Best Practice: Tags and Datasources

Note

For more information on how LogScale creates and uses datasources see Datasources; for iinformation on the effects during ingest see Tag Fields and Datasources.

When choosing the tags to be created during parsing and ingest:

  • A tag field field should be easy for a user to use at the start of their query (the first field in their query)

  • A tag field should be able to be used in more than one search

  • Choose a tag and field value that will assist with the distribution of data across segments and also enable effective searching and selection. For example, when storing security logs, suitable tags might be the log source, entry type and host, as these are the most likely fields to be used when searching and filtering for data.

  • Avoid using fields or values that have a high cardinality. For example, don't use a tag value with more 1000 unique values as this will increase the number of segments and memory required to manage them.

  • The system default for the maximum number of datasources is 10,000 per repo. This limit implies a notional maximum number of reps in the cluster of between 10 and 20 repositories due to the management overhead.

  • When there are a higher number of tags, make use tag groupings to create a fixed number of hash the tag groups across the distinct values. Tag groups create a distinct hash value for groups of tags improving searches for specific values.

Examples of recommended tag fields and types of data include:

  • #host

  • #source

  • #environment

  • #applicationName

  • #serviceType

  • #eventType

The number of datasources for a repository can be monitored using the Data sources page or using the /api/v1/repositories/$REPOSITORY_NAME/max-datasources REST API endpoint.

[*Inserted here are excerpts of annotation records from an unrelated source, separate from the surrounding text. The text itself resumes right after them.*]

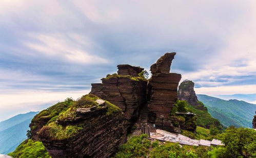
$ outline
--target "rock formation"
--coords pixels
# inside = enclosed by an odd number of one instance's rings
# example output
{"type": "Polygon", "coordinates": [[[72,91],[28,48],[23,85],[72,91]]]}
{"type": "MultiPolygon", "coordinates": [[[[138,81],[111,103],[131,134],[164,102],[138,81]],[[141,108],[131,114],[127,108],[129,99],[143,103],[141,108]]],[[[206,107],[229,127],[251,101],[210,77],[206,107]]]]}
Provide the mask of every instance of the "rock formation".
{"type": "Polygon", "coordinates": [[[198,97],[194,90],[194,83],[193,82],[187,80],[184,81],[179,86],[178,99],[187,101],[192,106],[198,106],[198,97]]]}
{"type": "Polygon", "coordinates": [[[138,74],[144,70],[140,67],[132,66],[128,64],[119,65],[117,68],[118,74],[131,76],[139,76],[138,74]]]}
{"type": "Polygon", "coordinates": [[[72,122],[62,122],[65,126],[83,127],[74,136],[52,139],[49,136],[47,128],[40,131],[39,136],[52,157],[109,157],[124,143],[127,125],[122,112],[108,115],[106,112],[106,108],[84,112],[77,110],[77,117],[72,122]]]}
{"type": "Polygon", "coordinates": [[[148,88],[149,121],[157,128],[170,131],[174,130],[169,116],[177,100],[177,89],[181,79],[181,74],[169,72],[175,54],[167,53],[151,66],[152,75],[148,88]]]}
{"type": "Polygon", "coordinates": [[[152,65],[148,81],[139,75],[143,68],[118,65],[117,73],[91,84],[89,94],[76,101],[68,98],[35,116],[30,125],[32,139],[42,141],[53,158],[107,157],[125,141],[140,115],[147,126],[194,131],[193,114],[171,115],[181,78],[170,73],[175,55],[167,53],[152,65]]]}
{"type": "Polygon", "coordinates": [[[256,129],[256,115],[254,115],[252,120],[252,128],[256,129]]]}
{"type": "Polygon", "coordinates": [[[147,82],[138,77],[144,69],[129,65],[119,65],[117,68],[118,75],[102,78],[102,84],[92,84],[90,93],[119,107],[127,120],[135,119],[146,101],[147,82]]]}

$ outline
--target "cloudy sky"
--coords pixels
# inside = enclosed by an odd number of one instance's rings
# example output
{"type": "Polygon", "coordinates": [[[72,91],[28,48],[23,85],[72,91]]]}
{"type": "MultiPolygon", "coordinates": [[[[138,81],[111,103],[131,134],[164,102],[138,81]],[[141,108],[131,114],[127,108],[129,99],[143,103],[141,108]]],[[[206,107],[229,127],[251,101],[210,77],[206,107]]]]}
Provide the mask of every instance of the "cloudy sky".
{"type": "Polygon", "coordinates": [[[86,94],[117,64],[148,70],[167,52],[199,94],[255,94],[255,8],[253,0],[1,0],[0,121],[86,94]]]}

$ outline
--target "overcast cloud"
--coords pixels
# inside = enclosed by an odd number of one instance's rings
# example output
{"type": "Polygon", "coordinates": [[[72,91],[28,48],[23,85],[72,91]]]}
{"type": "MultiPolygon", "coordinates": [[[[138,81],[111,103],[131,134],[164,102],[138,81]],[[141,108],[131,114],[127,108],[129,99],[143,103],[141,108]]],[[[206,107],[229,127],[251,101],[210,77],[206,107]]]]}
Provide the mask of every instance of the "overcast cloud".
{"type": "Polygon", "coordinates": [[[167,52],[177,52],[171,71],[193,81],[198,93],[256,93],[255,7],[254,1],[2,0],[0,121],[77,98],[117,64],[148,70],[167,52]]]}

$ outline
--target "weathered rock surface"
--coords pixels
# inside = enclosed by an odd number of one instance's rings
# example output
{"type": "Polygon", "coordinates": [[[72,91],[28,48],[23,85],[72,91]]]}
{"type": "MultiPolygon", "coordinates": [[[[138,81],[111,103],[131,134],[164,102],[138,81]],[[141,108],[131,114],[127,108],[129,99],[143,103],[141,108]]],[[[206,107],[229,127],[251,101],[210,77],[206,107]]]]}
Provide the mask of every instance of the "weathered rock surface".
{"type": "Polygon", "coordinates": [[[252,120],[252,128],[256,129],[256,115],[254,115],[252,120]]]}
{"type": "MultiPolygon", "coordinates": [[[[108,75],[102,79],[102,83],[92,84],[90,94],[101,98],[94,100],[97,106],[76,107],[73,109],[73,113],[65,114],[67,117],[64,117],[65,119],[51,122],[62,127],[75,125],[80,127],[78,133],[62,139],[47,134],[47,130],[52,129],[44,126],[52,117],[56,119],[54,117],[60,116],[59,113],[56,115],[54,113],[51,117],[46,117],[45,120],[41,117],[40,120],[32,122],[31,129],[34,126],[36,127],[31,130],[33,139],[41,140],[52,157],[108,157],[125,141],[128,128],[139,120],[139,114],[140,117],[145,118],[149,123],[147,125],[153,126],[155,124],[157,129],[177,132],[180,128],[194,131],[195,124],[190,120],[193,115],[178,114],[185,118],[185,122],[180,124],[177,115],[170,116],[178,98],[177,89],[181,78],[181,74],[169,72],[175,54],[167,53],[152,65],[152,75],[148,82],[139,76],[143,68],[118,65],[118,74],[108,75]],[[120,112],[107,115],[106,105],[109,104],[108,102],[119,107],[122,112],[118,108],[120,112]]],[[[77,103],[75,102],[74,105],[77,103]]],[[[56,108],[54,111],[61,113],[72,110],[70,106],[64,107],[66,109],[56,108]]],[[[45,110],[48,112],[47,110],[45,110]]],[[[173,136],[171,135],[170,138],[173,136]]],[[[181,143],[183,144],[199,143],[199,141],[187,140],[182,135],[175,137],[173,141],[182,142],[181,143]]]]}
{"type": "Polygon", "coordinates": [[[178,99],[187,101],[190,105],[196,106],[199,105],[198,97],[194,90],[194,83],[191,81],[186,80],[179,86],[178,92],[178,99]]]}
{"type": "Polygon", "coordinates": [[[170,131],[174,129],[168,118],[177,100],[177,89],[181,79],[181,74],[169,72],[175,54],[167,53],[151,66],[152,76],[148,86],[149,120],[157,128],[170,131]]]}
{"type": "Polygon", "coordinates": [[[12,158],[11,156],[0,154],[0,158],[12,158]]]}
{"type": "Polygon", "coordinates": [[[140,108],[146,101],[147,81],[134,80],[124,75],[136,76],[144,69],[129,65],[119,65],[116,77],[103,78],[102,84],[92,84],[90,94],[106,100],[121,108],[127,120],[138,117],[140,108]],[[128,70],[124,69],[127,67],[128,70]],[[136,74],[136,75],[135,75],[136,74]]]}
{"type": "Polygon", "coordinates": [[[170,72],[171,62],[174,58],[176,53],[166,53],[161,56],[155,64],[150,67],[150,71],[153,75],[155,73],[170,72]]]}
{"type": "Polygon", "coordinates": [[[53,140],[45,133],[40,139],[52,157],[108,157],[125,141],[127,122],[122,112],[105,113],[104,108],[81,112],[72,124],[83,130],[70,139],[53,140]]]}
{"type": "Polygon", "coordinates": [[[138,74],[144,70],[140,67],[132,66],[128,64],[119,65],[117,68],[118,74],[132,76],[138,76],[138,74]]]}

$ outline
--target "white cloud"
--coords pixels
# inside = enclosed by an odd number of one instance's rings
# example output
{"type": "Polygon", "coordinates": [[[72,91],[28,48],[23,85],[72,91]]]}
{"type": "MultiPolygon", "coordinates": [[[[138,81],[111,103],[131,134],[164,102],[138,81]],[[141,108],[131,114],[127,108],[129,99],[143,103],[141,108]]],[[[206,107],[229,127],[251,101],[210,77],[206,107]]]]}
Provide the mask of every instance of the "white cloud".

Identifying Too Many Datasources

If the number of datasources created reaches the limit for the repository (default 10,000), during ingest LogScale will add two fields to the data:

fieldvalue
#tooManyTagValueCombinationtrue
#errortrue

Auto-sharding

LogScale will automatically shard data by monitoring the ingest rate for a given datasource (default 2MB/s, or 190GB/day) and then sharding the incoming data to optimize for that ingest rate. The sharding operates across each datasource and can be configured for each datasource combination. For more infomation on autosharding, see Configure Auto-Sharding for High-Volume Data Sources.